The hooded man startled. ‘Gone?’ The whisper was hoarse.

‘Destroyed,’ Demontaigu replied tersely, ‘out on the heathland.’

‘Then, friend,’ the hooded man lifted his hand, palm extended in peace, ‘I’ll be gone.’ And he slipped across the tap room and out through the door.

‘Who?’ I asked.

‘Roger Furnival,’ Demontaigu replied. ‘Outlaw, wolf’s-head, defrocked priest. He was to meet us here with our comrades out of Scotland. Now. .’ He shrugged.

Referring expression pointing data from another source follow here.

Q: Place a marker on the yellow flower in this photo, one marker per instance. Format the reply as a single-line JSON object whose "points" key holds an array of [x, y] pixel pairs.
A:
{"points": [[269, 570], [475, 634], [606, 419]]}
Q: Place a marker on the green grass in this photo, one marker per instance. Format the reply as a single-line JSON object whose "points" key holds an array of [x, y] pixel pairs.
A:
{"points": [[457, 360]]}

‘And Ausel’s strange words about the tongue?’

‘Someone betrayed us, Mathilde, perhaps not intentionally. Ausel wants us to return and question Geoffrey Lanercost.’

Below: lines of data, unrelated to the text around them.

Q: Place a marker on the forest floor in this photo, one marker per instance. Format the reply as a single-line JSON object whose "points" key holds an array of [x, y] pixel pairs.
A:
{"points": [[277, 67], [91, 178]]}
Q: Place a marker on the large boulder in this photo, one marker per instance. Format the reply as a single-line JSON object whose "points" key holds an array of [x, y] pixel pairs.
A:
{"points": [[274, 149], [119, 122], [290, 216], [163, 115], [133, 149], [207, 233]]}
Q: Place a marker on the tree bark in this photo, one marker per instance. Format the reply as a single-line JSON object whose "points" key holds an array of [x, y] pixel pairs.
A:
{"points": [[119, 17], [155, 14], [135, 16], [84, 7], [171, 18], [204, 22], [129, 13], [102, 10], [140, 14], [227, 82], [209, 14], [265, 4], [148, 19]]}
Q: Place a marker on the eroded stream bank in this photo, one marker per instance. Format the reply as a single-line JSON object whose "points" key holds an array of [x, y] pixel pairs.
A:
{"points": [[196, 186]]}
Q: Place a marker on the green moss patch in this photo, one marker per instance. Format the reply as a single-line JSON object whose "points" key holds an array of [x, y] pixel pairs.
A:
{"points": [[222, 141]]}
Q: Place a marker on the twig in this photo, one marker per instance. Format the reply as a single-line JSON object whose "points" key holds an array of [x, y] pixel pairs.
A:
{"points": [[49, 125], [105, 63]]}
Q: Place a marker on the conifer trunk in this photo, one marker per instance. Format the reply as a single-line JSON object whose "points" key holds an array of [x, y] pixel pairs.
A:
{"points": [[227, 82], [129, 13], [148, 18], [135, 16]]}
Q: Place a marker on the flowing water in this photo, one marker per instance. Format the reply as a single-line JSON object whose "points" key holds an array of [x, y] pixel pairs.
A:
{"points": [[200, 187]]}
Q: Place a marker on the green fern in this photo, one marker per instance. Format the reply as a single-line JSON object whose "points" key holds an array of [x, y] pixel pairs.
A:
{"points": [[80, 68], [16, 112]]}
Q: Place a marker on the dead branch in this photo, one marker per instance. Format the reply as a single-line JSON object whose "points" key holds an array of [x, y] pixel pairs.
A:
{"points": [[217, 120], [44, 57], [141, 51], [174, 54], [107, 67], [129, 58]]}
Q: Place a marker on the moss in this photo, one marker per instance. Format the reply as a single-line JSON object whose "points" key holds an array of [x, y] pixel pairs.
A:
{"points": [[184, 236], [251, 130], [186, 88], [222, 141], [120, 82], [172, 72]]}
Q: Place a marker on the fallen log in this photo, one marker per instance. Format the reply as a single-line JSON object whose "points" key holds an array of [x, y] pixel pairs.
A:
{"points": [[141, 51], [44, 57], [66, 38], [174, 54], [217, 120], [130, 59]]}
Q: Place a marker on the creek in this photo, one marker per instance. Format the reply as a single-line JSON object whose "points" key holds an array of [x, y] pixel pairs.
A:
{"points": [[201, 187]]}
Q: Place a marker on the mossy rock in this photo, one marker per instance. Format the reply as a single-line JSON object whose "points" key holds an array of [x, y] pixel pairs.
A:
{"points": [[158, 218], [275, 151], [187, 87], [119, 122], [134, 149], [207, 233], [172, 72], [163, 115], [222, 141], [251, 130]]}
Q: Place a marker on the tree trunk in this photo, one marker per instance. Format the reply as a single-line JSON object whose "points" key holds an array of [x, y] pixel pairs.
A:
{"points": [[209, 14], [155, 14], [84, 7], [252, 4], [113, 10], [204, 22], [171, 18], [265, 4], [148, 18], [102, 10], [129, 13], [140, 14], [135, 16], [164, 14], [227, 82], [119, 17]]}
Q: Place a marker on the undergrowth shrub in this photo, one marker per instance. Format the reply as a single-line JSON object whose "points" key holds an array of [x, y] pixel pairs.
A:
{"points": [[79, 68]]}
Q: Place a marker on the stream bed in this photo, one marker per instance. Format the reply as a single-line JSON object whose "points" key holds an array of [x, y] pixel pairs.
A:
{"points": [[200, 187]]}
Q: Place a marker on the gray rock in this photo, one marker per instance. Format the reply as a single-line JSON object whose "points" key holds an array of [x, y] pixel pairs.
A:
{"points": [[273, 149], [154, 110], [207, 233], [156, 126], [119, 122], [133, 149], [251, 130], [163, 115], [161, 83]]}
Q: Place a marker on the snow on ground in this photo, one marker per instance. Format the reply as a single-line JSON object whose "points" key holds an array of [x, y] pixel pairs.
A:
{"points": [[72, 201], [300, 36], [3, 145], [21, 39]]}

He collected his gloves and made to rise.

‘Bertrand.’ I gripped his wrist. ‘Ausel, what did he do out there on the track-way?’

‘Ausel’s words are like silver from a furnace,’ Demontaigu whispered, ‘seven times refined. He has sworn terrible vengeance against Alexander of Lisbon.’

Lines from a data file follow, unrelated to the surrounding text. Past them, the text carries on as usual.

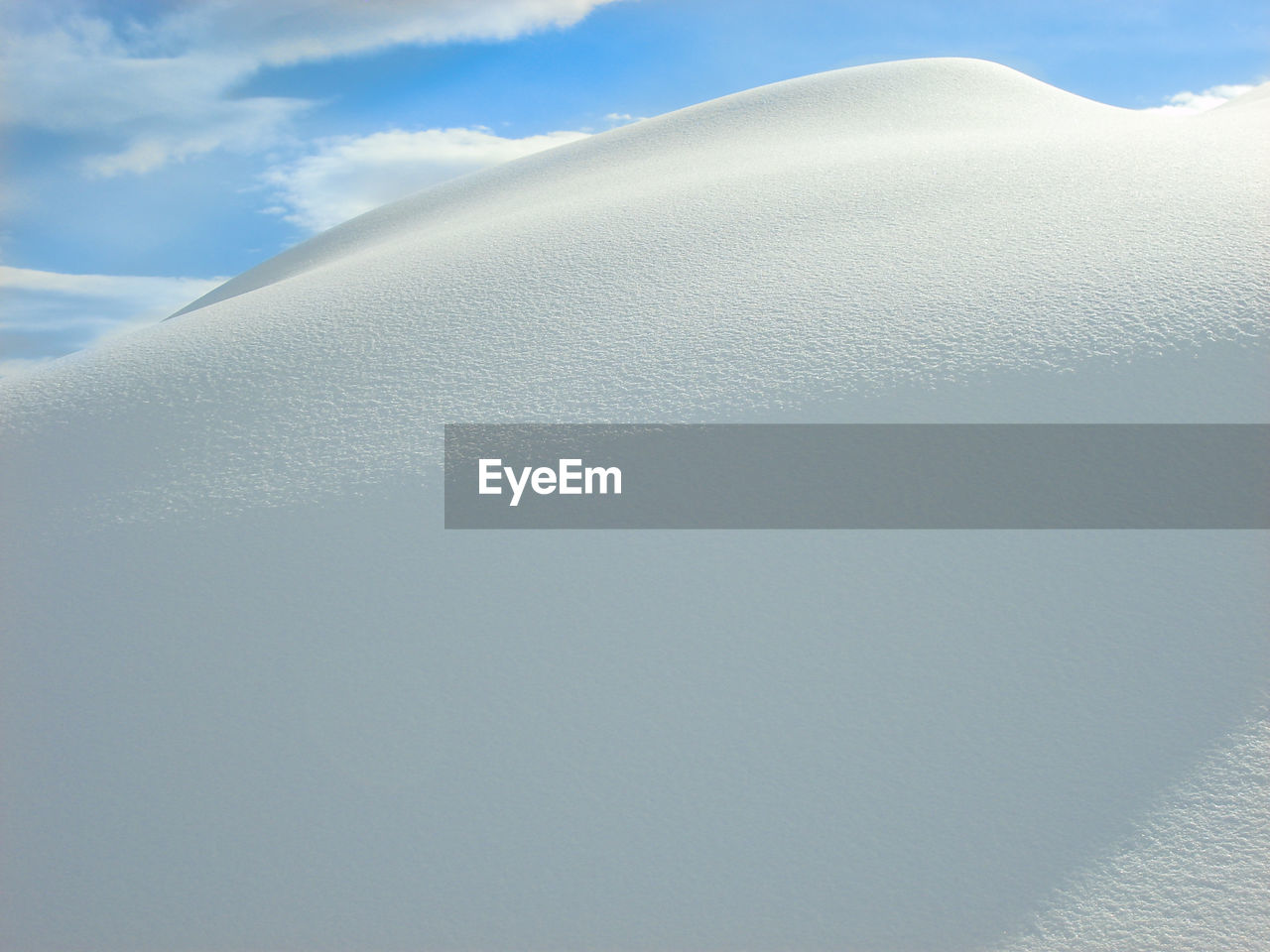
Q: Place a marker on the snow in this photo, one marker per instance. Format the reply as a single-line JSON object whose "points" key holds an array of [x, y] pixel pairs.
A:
{"points": [[257, 697]]}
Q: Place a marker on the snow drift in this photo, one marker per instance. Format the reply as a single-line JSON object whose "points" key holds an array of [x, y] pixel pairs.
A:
{"points": [[257, 697]]}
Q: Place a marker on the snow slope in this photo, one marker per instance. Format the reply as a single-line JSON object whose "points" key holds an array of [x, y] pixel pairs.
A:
{"points": [[257, 697]]}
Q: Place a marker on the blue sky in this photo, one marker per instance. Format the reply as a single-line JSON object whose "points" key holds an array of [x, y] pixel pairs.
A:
{"points": [[151, 148]]}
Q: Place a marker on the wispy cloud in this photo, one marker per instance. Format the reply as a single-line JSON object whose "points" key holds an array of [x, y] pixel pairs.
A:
{"points": [[348, 176], [50, 313], [1188, 103], [162, 90]]}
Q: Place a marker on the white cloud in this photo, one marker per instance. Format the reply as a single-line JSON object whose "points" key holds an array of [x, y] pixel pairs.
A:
{"points": [[348, 176], [1189, 103], [50, 313], [162, 90]]}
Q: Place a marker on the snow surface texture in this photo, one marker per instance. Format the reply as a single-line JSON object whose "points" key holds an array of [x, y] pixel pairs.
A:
{"points": [[257, 697]]}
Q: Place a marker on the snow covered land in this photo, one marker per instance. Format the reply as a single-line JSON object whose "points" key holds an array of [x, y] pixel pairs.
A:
{"points": [[257, 697]]}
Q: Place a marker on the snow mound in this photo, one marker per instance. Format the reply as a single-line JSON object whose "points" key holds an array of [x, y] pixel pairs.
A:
{"points": [[257, 697]]}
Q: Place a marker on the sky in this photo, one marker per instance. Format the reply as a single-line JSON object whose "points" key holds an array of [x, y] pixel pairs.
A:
{"points": [[150, 149]]}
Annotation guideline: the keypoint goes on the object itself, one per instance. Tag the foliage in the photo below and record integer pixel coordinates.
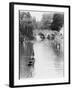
(58, 21)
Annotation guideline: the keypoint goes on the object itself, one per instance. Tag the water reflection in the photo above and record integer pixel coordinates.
(42, 57)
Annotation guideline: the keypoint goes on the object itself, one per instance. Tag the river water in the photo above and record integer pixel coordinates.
(49, 63)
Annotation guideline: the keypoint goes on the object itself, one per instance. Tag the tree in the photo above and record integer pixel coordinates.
(58, 22)
(25, 25)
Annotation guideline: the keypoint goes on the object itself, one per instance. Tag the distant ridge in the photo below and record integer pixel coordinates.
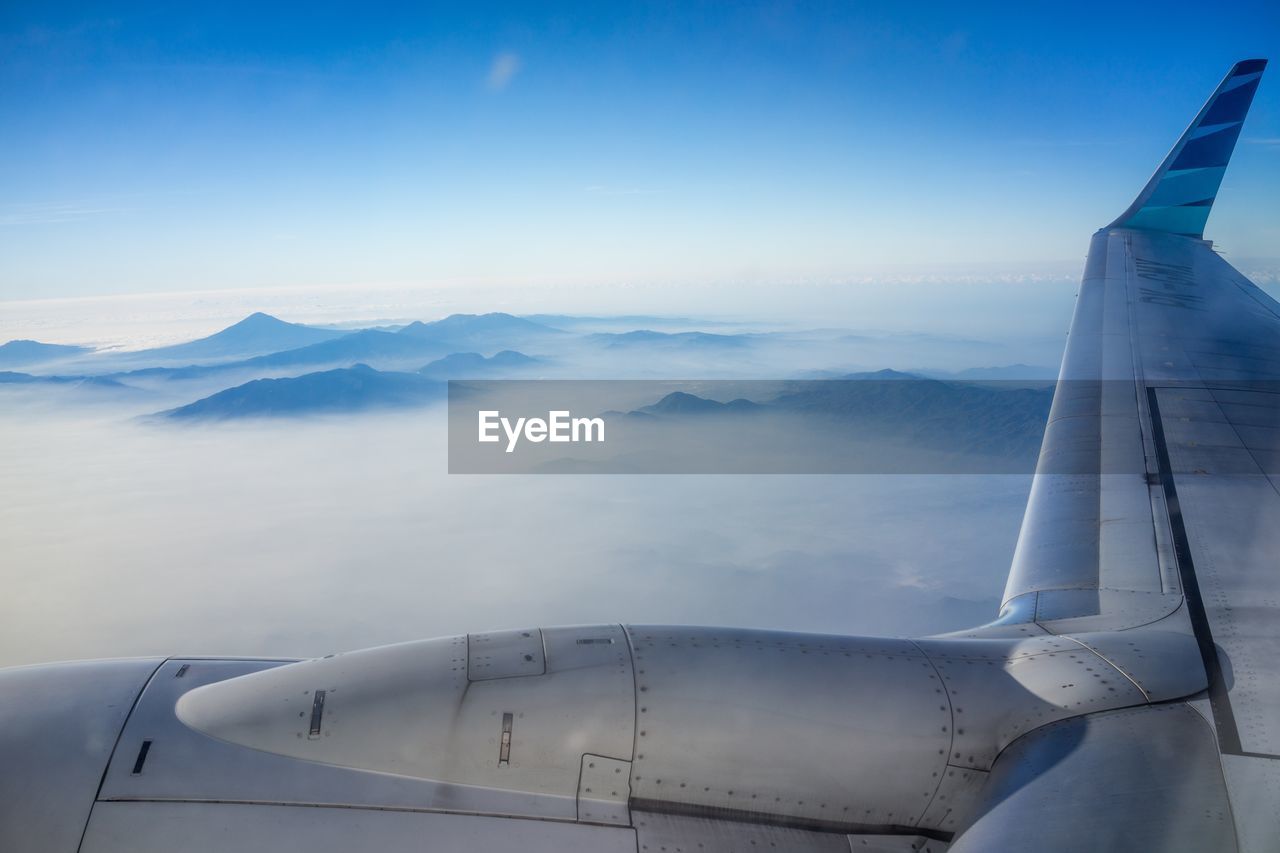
(256, 334)
(19, 354)
(471, 365)
(479, 331)
(346, 389)
(684, 340)
(10, 378)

‘On the track-way?’ I insisted.

‘He severed the head of that war-dog and those of its four dead masters. He placed them along the track-way where it narrows between the outcrops.’ Demontaigu paused. He glanced pityingly at me from the corner of his eye. ‘A Celtic thing,’ he murmured. ‘He also removed their genitals and thrust them between their gaping dead lips. Ausel has sent warning to Lisbon that our fight is lutte a l’outrance — to the death. .’

Chapter 2

There was no safe place in England for Gaveston.

Living at court was a dappled existence of colours ranging from the brightest silver-gold to the deepest black. Glorious displays of power as brilliantly hued banners and pennants flapped bravely under a searing blue sky. Tables covered with the purest damask groaning under jewelled plate, bowls and goblets all brimming with the sweetest viands, succulent fruits and the richest wines from Bordeaux and the Rhine. Brilliant, dazzling tapestries decorated walls hanging down to floors tiled in the most exquisite fashion. Along such rich galleries, princes, ladies and lords paraded all dressed in cloth of gold and costly jewel-encrusted fabrics. In the courtyards outside, powerful destriers, splendidly harnessed, reared and neighed as knights in glittering mail prepared to break lances, jousting in nearby tilt-yards where the sand glowed like amber. Trumpets blew. Horns sounded. Bells chimed. In the courtly sanctuaries, priests in splendid copes under soaring rood screens offered the risen Christ back to His Father. Light poured through windows illuminated with flashing colours. Incense, thick and white, fragranced the air. Choirs intoned ‘Christus Vincit’. Close by, clerks in oak-panelled chambers grasped pens to write important letters of state sealed with purple wax. Outside the chamber clustered mailed knights and armoured men-at-arms eager to do the king’s will. Yet there were other aspects of life at court, like the sides of fortune’s dice just waiting to be turned. Ghastly killings out on lonely heathlands or in filthy alleyways, dingy taverns or rat-infested garrets. A world where assassins, capuchined and visored, flitted like shadows through the door, dagger or garrotte at the ready. Poisoned wine served with tainted meats. Scaffolds soaring dark against the sky, heavy with corpses, whilst across the square severed heads above lofty gateways dripped blood to patter to the ground like rain. Treason and treachery, bloodshed and betrayal, hypocrisy and hubris came wandering like twin demons garbed in all the horrors of death and the anguish of the tomb. I’d seen it all, be it in gorgeous pavilions with exquisite chambers or cobwebbed closets and garrets where the vermin came creeping under the doors.